HMMM, this might not be needed but wondering if this would be fast to implement: what about getting the mid point between positive peaks and negative peaks? Essentially, do what yo are doing with the blue line except have a blue line on the opposite side of the peak, then get a medium line.

elanhickler commented 4 years ago

wait... that just sounds like curve fitting. Why didn't curve fitting work for this?

RobinSchmidt commented 4 years ago

hmmm...in the case of beating, some intermediate line between the peaks and the troughs actually makes more sense than a line through the peaks....curve fitting....hmmm - you would first have to decide what kind of curve it should be - for example, some polynomial, that fits the whole curve globally in a least squares sense? ...or maybe using segments and fit curves locally - as in splines?

elanhickler commented 4 years ago

this peak algorithm might benefit from smoothing with splines or something, might be better than straight curve fitting after being smoothed.

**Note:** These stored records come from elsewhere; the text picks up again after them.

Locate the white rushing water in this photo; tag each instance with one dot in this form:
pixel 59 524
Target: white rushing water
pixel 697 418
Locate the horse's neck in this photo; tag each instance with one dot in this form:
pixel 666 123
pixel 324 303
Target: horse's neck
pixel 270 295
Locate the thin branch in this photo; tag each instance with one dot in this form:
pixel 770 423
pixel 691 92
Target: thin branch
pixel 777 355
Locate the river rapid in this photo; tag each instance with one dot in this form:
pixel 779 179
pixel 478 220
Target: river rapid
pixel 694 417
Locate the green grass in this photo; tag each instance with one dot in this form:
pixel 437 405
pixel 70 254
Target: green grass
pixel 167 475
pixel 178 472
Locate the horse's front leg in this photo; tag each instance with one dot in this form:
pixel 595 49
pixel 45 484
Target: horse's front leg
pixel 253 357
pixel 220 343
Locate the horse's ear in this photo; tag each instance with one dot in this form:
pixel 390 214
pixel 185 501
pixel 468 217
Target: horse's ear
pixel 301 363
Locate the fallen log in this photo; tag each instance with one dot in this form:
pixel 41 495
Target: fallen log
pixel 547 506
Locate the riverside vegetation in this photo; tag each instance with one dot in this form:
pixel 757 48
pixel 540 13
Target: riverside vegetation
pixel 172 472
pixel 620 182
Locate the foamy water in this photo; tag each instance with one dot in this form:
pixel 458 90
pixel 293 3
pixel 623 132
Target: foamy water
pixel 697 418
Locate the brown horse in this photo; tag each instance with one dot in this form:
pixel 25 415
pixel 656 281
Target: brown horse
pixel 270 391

Since I've been away from this for a while could you give me a refresher on how I test this? Here's my code:

int fs = audioFile.getSampleRate();
int bd = audioFile.getBitDepth();
auto ptr = audioFile.getWritePointer(0);
int N = audioFile.getNumFrames();

vector<double> x; // input signal
x.reserve(N);
for (int s = 0; s < N; ++s)
    x.push_back(ptr[s]);

RAPT::rsSinusoidalModel<double> sinusoidModel = getSinusoidModel(&x[0], N, fs, f0);
std::vector<double> y = synthesizeSinusoidal(sinusoidModel, fs);

// WRITE DEBEAT OUTPUT UNMODIFIED HERE
if (refPath.isNotEmpty())
{
    AudioBuffer<float> audioBuffer(1, (int)y.size());
    auto writePtr = audioBuffer.getArrayOfWritePointers();
    for (int f = 0; f < int(y.size()); ++f)
        writePtr[0][f] = float(y[f]);
    Render::file(audioBuffer, File(refPath), fs, bd);
}

// mdl now contains the sinusoidal model for the sound. Now, we set up a rsPartialBeatingRemover 
// and apply the de-beating to model data, then synthesize the de-beated signal and write into
// wavefile:
RAPT::rsPartialBeatingRemover<double> deBeater;
deBeater.setPhaseSmoothingParameters(5.0, 1, 4); // cutoff = 10 leaves a vibrato
deBeater.processModel(sinusoidModel);
y = synthesizeSinusoidal(sinusoidModel, fs);

// WRITE DEBEAT FINAL OUTPUT HERE
{
    SimpleAudio audioBuffer(1, (int)y.size(), fs, bd);

    for (int f = 0; f < int(y.size()); ++f)
        audioBuffer.getWritePointer(0)[f] = float(y[f]);

    Render::file(audioBuffer, newPath);
}

return var::undefined;
RobinSchmidt commented 4 years ago

i've been away from this also, but i just revisited it again and i think, i'm getting better results now. there are a couple of new settings to play with:

deBeater.envExtractor.peakPicker.setShadowWidths(0.0, 0.5);
//deBeater.envExtractor.peakPicker.setWorkOnPeaksOnly(true); // default is false
deBeater.envExtractor.peakPicker.setNumNeighbors(3);

deBeater.envExtractor.setMaxSampleSpacing(0.5);

as for splines or smoothing - there is already the option to use splines, for example like so:

  deBeater.envExtractor.setInterpolationMode(
    rsInterpolatingFunction<double, double>::CUBIC_HERMITE); 

but i have found this to produce bad overshooting artifacts. but maybe we could try running a smoothing filter over a linear interpolant

RobinSchmidt commented 4 years ago

maybe we could try running a smoothing filter over a linear interpolant

i tried it - i get things like this:

image

image

it's smooth and doesn't suffer from overshoot - but doesn't pass through the datapoints. not sure, if that's desirable. note that the datapoints i took from the tail are purposefully coarsely sampled, so we can still see what the "densification" algo does. in practice, one would choose a higher datapoint density (ideally, something slightly above the beating period) and have a better represented tail section

elanhickler commented 4 years ago

green looks desirable.

elanhickler commented 4 years ago

Also, when two harmonics are beating, then the peak of that beating is going to be larger in amplitude than either harmonic, so passing through the data points is not necessarily desirable. But maybe not bad either. We just need to hear the end result to decide.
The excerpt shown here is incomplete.